When I stepped into our home, I felt depleted. My surroundings reminded me of my marriage—quiet, distant, and shallow. At least Truman was there, with his Chewbacca-sounding greeting and wagging tail.

Sam glanced at me.

“My blood pressure is dangerously high,” I said, then I inhaled a big breath, trying to stay calm.

Sam, typing on his keyboard now, nonchalantly replied, “Maybe stop stressing over what you can’t control.”

Could I stay for a man who refused to prioritize the family he came from over the one he created?

I contemplated this question repeatedly as I read the book my doctor had suggested, Adult Children of Emotionally Immature Adults. But my phone started buzzing beside me, interrupting my thoughts. Tate’s name flashed across the screen.

My grip tightened around the phone, my pulse hammering in my ears. The sheer injustice of what the DeYoungs did still had the power to make my own chest ache. And Sam’s silence through it all was a mirror to my own past. I looked at Tate now—or the version of him in my mind—and I could only imagine the fight it must have taken to stand so tall today.
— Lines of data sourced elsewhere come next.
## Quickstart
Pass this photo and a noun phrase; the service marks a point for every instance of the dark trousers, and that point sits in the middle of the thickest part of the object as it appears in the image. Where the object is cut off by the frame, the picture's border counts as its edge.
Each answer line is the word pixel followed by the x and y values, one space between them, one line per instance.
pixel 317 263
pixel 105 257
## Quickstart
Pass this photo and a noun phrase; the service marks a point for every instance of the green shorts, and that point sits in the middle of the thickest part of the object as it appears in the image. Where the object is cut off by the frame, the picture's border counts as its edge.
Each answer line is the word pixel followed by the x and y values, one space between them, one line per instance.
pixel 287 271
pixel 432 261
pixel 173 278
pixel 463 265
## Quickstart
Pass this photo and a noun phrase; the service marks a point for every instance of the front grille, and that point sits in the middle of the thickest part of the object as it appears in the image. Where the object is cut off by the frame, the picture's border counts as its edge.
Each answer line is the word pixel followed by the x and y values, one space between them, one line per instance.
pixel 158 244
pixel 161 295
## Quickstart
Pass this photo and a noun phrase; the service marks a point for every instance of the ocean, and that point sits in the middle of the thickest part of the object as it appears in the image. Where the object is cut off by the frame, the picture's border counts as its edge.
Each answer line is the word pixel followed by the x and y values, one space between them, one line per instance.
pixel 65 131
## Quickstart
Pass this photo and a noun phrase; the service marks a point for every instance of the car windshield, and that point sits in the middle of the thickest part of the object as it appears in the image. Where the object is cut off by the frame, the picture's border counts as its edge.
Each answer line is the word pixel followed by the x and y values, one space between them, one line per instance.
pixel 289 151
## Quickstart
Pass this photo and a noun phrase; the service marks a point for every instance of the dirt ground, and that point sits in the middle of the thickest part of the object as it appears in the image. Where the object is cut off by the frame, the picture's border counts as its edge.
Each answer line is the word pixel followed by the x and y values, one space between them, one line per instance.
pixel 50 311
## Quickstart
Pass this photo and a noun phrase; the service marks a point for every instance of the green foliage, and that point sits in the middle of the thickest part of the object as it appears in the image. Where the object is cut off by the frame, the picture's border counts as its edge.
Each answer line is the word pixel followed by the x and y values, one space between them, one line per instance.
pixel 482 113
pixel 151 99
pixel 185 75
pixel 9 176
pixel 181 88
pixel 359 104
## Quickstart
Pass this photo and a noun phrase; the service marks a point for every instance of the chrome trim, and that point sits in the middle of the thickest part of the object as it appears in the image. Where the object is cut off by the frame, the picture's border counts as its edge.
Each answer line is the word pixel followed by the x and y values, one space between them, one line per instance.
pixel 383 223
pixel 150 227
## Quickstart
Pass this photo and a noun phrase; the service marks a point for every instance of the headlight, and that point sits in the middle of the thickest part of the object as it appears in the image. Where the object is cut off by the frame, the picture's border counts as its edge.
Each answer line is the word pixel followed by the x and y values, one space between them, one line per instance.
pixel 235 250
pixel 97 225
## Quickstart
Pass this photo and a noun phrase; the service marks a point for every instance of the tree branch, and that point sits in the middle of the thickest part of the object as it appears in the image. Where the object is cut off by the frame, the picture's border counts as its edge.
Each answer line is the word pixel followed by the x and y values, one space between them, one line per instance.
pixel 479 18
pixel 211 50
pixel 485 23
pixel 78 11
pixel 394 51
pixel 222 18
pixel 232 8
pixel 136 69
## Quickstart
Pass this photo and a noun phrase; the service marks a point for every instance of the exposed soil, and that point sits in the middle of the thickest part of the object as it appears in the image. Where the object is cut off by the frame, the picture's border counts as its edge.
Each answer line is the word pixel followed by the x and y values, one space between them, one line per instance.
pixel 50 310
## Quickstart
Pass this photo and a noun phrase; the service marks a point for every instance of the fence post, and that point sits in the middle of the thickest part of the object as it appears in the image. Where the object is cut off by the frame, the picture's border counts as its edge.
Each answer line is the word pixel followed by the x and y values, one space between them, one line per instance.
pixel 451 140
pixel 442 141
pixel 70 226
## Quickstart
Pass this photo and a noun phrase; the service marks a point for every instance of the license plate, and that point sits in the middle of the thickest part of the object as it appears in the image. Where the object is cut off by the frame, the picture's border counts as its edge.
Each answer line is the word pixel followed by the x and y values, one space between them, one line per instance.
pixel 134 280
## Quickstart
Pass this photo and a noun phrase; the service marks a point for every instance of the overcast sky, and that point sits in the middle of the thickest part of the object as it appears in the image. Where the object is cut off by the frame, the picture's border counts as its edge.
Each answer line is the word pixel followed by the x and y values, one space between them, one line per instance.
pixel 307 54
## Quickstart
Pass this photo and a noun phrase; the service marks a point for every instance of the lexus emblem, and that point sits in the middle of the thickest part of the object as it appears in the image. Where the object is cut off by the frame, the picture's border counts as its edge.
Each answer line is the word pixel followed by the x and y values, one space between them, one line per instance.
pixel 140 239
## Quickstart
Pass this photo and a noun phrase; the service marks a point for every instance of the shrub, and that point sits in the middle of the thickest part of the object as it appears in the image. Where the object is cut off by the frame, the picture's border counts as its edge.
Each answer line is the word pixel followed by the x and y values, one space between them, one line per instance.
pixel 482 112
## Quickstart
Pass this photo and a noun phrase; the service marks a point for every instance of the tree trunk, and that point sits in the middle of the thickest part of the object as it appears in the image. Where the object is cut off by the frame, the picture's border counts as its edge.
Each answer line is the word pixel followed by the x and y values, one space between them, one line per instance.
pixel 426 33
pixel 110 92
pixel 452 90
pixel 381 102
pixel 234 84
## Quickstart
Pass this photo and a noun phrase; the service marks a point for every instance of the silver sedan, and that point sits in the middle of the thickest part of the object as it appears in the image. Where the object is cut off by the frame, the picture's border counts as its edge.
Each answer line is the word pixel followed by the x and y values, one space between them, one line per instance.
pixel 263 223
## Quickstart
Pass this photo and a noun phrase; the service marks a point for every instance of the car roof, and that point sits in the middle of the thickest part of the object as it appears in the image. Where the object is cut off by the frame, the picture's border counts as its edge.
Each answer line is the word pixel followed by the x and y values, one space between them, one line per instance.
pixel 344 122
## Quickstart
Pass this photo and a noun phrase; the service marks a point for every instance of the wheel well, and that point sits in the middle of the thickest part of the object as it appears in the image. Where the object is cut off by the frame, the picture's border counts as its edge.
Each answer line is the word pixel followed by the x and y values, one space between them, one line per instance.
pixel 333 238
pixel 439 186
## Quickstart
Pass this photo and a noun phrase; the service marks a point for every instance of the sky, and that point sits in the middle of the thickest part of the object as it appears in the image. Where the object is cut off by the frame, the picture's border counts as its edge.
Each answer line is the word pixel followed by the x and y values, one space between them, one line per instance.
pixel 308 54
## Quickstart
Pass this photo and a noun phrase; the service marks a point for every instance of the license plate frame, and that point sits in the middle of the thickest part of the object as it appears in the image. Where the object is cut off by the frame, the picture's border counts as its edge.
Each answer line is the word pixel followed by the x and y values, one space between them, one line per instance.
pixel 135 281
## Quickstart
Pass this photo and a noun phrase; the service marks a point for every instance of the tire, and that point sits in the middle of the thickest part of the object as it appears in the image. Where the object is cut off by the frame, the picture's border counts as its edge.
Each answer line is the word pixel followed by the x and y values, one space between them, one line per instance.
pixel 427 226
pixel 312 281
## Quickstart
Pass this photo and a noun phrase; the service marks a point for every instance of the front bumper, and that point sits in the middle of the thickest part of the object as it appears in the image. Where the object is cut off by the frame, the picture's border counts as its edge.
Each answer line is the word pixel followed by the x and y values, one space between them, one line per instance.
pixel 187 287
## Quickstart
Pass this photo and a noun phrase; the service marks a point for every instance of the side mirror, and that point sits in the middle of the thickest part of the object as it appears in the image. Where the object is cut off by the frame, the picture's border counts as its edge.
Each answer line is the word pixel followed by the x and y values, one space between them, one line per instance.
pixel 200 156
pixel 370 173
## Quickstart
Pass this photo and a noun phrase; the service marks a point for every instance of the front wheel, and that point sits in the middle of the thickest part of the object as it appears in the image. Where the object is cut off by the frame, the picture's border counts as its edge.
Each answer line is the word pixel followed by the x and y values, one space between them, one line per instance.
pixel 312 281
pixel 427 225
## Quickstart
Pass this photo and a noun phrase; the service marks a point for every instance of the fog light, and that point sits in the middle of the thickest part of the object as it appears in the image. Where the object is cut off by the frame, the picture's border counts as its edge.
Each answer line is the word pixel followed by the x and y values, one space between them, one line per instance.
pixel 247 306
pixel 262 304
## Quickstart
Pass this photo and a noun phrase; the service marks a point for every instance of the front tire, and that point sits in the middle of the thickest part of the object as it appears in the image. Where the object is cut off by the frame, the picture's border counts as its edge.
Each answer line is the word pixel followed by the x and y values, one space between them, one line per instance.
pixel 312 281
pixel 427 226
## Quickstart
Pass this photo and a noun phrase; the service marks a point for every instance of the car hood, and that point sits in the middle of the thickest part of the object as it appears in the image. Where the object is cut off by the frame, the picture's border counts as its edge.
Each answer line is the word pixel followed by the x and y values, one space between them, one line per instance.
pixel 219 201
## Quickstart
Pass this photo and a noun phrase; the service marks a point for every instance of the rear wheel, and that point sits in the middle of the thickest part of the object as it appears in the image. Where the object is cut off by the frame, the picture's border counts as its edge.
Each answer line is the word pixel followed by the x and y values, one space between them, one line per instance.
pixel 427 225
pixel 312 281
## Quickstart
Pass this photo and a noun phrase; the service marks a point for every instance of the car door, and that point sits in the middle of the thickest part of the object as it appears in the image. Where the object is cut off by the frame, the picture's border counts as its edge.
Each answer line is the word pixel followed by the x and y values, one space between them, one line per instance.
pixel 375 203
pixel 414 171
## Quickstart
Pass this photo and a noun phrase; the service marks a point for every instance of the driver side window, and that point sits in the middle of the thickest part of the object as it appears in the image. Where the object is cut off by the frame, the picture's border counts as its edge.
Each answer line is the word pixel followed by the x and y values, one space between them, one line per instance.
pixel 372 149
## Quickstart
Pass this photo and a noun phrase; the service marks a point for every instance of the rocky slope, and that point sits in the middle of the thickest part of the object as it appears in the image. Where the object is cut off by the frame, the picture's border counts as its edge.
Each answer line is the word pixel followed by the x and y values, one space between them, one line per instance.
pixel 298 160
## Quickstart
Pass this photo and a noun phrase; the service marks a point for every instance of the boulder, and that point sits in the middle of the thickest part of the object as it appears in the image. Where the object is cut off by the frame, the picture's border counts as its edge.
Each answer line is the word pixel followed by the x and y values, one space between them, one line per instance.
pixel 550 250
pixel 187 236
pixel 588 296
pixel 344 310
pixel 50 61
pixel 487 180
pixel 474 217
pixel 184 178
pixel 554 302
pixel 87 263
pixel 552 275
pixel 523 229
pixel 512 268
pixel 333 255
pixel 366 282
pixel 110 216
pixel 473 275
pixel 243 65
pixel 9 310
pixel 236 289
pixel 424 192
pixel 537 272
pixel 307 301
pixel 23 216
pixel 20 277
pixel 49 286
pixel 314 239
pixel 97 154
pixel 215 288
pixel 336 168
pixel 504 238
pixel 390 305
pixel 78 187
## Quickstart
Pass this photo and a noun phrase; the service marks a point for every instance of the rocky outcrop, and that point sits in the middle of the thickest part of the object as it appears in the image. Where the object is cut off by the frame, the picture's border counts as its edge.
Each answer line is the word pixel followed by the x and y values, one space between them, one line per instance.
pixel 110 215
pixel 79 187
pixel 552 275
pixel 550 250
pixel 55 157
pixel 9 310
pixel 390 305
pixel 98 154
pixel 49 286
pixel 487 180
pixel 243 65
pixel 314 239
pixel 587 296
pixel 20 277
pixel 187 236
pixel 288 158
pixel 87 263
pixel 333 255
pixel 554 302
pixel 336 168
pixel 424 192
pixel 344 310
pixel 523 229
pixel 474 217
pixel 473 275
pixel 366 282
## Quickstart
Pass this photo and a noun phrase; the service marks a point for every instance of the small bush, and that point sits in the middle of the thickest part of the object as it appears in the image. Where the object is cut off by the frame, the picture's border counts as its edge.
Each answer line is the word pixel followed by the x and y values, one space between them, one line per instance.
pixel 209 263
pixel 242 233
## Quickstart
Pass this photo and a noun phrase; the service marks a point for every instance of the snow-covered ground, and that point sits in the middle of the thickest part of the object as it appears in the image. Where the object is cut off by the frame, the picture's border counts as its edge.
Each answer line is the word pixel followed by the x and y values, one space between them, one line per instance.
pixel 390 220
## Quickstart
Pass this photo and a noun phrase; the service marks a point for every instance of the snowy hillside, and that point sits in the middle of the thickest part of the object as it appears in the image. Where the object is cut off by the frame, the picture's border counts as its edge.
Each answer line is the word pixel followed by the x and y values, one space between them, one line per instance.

Every ounce of me wanted to drive to him, not to fix anything, but to be near that strength he’d fought for. But I knew that was a battle he had won on his own, and my barging in would only disrespect the victory. But I knew I couldn’t undo the years of damage they had inflicted on all my children, just like no one had undone it for me.

I thought again about Becky and Jerry Jr.’s divorce. Would Susan do the same to me? Would she try to take everything, claim I was unstable, ungrateful, and undeserving? If I were to leave, it wouldn’t be easy. Susan wouldn’t let go quietly. She never had before. But I couldn’t let that stop me. No more hoping Sam would change. No more endless conversations where I explained, again and again, why his family’s treatment of us—and increasingly his treatment of us—was not okay.

Susan had orchestrated every part of our lives, and Sam allowed it. I was just his accessory. She ensured we lived in her world, played by her rules, and bowed to her will. But if I stayed—if I let fear keep me here—then I was handing her my life, my health, my marriage, and my family.

I looked down at the book in my lap. No more hoping. No more waiting. I had given enough to the DeYoungs.